Zudem – und das ist der Teil, den man auch bedenken sollte – hat dieser Bildumgang auch etwas, das ich nicht einfach nur verurteilen kann. Walter Benjamin, mit dem Malraux befreundet war und den er sehr bewunderte, hat mal geschrieben, dass Rausch – Haschisch, Opium – eine "Vorschule" für etwas sein kann, das er "profane Erleuchtung" nennt: eine veränderte, auch nüchtern erreichbare Wahrnehmung, die durch Montage entsteht, durch das gewaltsame Herausreißen von Dingen aus ihrem Zusammenhang und das Herstellen neuer Konstellationen. Genau das macht Malraux mit seinen Fotografien. Und ich kann nicht ehrlich behaupten, dass mich der Anblick eines archaischen Kopfes neben einem gotischen Engel nie etwas gelehrt hätte, das mir sonst entgangen wäre.

Diese Malraux' Methode braucht vielleicht einen Beipackzettel: Achtung, spekulativ. Wir übernehmen keine Haftung für sich durch diese Seherfahrung verändernde Sichtweisen.
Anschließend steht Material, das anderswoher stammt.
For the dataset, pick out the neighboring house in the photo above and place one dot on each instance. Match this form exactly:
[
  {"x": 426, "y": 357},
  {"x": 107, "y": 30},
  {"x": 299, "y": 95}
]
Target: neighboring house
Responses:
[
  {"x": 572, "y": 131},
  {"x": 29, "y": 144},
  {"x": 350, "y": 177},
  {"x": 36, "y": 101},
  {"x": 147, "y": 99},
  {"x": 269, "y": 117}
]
Wie bei begleiteter psychedelischer Erfahrung gibt es hier Risiken und Chancen gleichzeitig – nur dass der "Trip-Sitter" bei Malraux niemand anderes ist als Malraux selbst, ein Mann mit sehr eigenem Interesse daran, wie die Weltkunst aussieht, wenn er sie anordnet. Kein neutraler Guide (den es so sowieso nicht gibt).
Der Kniende

Ich zeige hier noch ein zweites Bild, das ich gerne mit dem Malraux-Foto abgleiche: "Kempowskis Lebensläufe" – ein Ausstellungsflyer für eine Ausstellung in der Akademie der Künste 2007 – die Akademie hatte 2005 Walter Kempowskis gesamten Vorlass übernommen: sein persönlich-literarisches Archiv, seine Sammlung von über 300.000 Alltagsfotografien, und ein Archiv mit über 8.000 fremden, gesammelten Lebensläufen, die er seit 1980 selbst zusammengetragen hatte.
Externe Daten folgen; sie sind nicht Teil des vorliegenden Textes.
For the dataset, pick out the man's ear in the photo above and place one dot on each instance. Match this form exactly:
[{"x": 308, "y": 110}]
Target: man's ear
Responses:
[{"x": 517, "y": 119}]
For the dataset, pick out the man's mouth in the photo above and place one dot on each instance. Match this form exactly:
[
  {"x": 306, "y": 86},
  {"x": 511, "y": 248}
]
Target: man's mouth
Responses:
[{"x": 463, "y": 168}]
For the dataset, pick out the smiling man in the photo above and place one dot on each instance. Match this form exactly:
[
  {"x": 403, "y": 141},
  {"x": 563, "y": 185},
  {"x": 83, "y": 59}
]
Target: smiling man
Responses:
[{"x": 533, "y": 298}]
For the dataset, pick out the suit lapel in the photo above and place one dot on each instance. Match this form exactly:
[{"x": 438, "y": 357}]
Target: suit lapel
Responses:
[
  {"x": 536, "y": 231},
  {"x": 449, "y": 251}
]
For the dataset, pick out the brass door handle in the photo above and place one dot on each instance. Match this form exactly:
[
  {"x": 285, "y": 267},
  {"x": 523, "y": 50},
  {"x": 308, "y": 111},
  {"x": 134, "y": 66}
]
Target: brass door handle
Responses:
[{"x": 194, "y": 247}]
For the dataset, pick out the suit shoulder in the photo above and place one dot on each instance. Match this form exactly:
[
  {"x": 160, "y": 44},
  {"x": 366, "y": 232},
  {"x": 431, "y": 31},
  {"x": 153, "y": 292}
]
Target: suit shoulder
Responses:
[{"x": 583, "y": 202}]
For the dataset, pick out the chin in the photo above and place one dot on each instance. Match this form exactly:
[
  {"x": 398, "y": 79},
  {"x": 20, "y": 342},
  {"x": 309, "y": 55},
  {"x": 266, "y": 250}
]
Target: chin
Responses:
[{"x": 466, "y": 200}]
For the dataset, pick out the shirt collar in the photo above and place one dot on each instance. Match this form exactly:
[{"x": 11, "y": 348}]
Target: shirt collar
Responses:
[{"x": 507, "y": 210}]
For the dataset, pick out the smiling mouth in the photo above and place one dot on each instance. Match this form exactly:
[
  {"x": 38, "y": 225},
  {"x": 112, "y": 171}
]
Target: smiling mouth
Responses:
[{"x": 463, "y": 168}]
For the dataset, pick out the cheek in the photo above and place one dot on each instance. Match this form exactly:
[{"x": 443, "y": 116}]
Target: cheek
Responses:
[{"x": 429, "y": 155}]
Auf dem Foto kniet Kempowski, stützt sich mit der linken Hand ab, blickt nach oben in die Kamera – und man braucht einen zweiten Blick, um zu erkennen, dass er in einer winzigen Freistelle kniet, die auf den ersten Blick gar nicht als solche auszumachen ist. Man denkt zunächst, er kniet direkt auf den Fotos. Es gibt augenscheinlich keinen Weg zu dieser Stelle, ohne über die Fotografien zu laufen – wahrscheinlich lag irgendwo eine Unterlage, über die er dorthin gelangte, die dann entfernt wurde. Links, rechts, oben, unten: Fotos bis zum Bildrand.
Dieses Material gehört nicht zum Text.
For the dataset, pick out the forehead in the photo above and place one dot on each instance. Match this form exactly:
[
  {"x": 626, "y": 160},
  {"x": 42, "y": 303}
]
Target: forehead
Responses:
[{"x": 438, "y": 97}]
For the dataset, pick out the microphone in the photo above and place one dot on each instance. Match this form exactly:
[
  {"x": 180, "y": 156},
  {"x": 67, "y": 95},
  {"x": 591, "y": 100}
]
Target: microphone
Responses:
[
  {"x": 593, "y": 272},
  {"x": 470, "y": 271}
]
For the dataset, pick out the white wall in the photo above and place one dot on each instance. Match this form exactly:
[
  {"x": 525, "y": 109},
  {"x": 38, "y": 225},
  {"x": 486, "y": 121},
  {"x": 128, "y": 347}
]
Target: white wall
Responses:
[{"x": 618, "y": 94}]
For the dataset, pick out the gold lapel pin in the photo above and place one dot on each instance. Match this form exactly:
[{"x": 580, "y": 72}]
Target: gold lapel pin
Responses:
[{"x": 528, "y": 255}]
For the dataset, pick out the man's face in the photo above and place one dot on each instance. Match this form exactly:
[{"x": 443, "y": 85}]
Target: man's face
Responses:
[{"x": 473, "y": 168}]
Für mich ist es naheliegend,
diese zwei Fotos nebeneinander zu stellen.

Der Anzug wirkt bei Malraux wie eine Rüstung – nicht nur modisches Accessoire, sondern etwas, das ihn zusammenhält. Er blickt entschlossen, gefasst, auf das Bild, das wir nicht sehen. Er wirkt aktiv, ein Handelnder, ein Protagonist, der gerade eine Entscheidung trifft – und wir werden Zeuge, dürfen Zeuge werden.

„Kempowski dagegen trägt keinen Anzug, auch kein Jackett, keinen Schlipps und leichte Sport- oder Segelschuhe. Er wirkt legerer, die Hemdsärmel etwas hochgekrempelt und am Kragen sind zwei Knöpfe offen: so sieht kein Machtmensch aus. Er kniet mitten in seinen Bildern, wird selbst Teil von ihnen, ist nicht (nur) ihr Regisseur. Auch seine Fotos scheinen geordnet – man erahnt Blöcke –, aber ohne die klare Gliederung zu Paaren, die Malraux' Anordnung prägt, und ohne Lücken: dichter, dichter gedrängt. Und sie sind, anders als Malraux' gleichformatige Andrucke, unterschiedlich groß, mit unterschiedlichen Grauwerten – man sieht ihnen die verschiedene Herkunft an, wo Malraux alles auf ein einheitliches Format, ein einheitliches Grau nivelliert hat.
Der eine traut sich zu, die Weltkunst – ausgesuchte Beispiele – zu kuratieren, der andere ist eher Hütehund: kniet inmitten fremder Lebensläufe – Porträts, Studioaufnahmen, Familienfeiern, Hochzeitsfotos, selbst oft schon inszeniert, nur eben nicht als Kunst gemeint –, wacht über sie, formt sie nicht um.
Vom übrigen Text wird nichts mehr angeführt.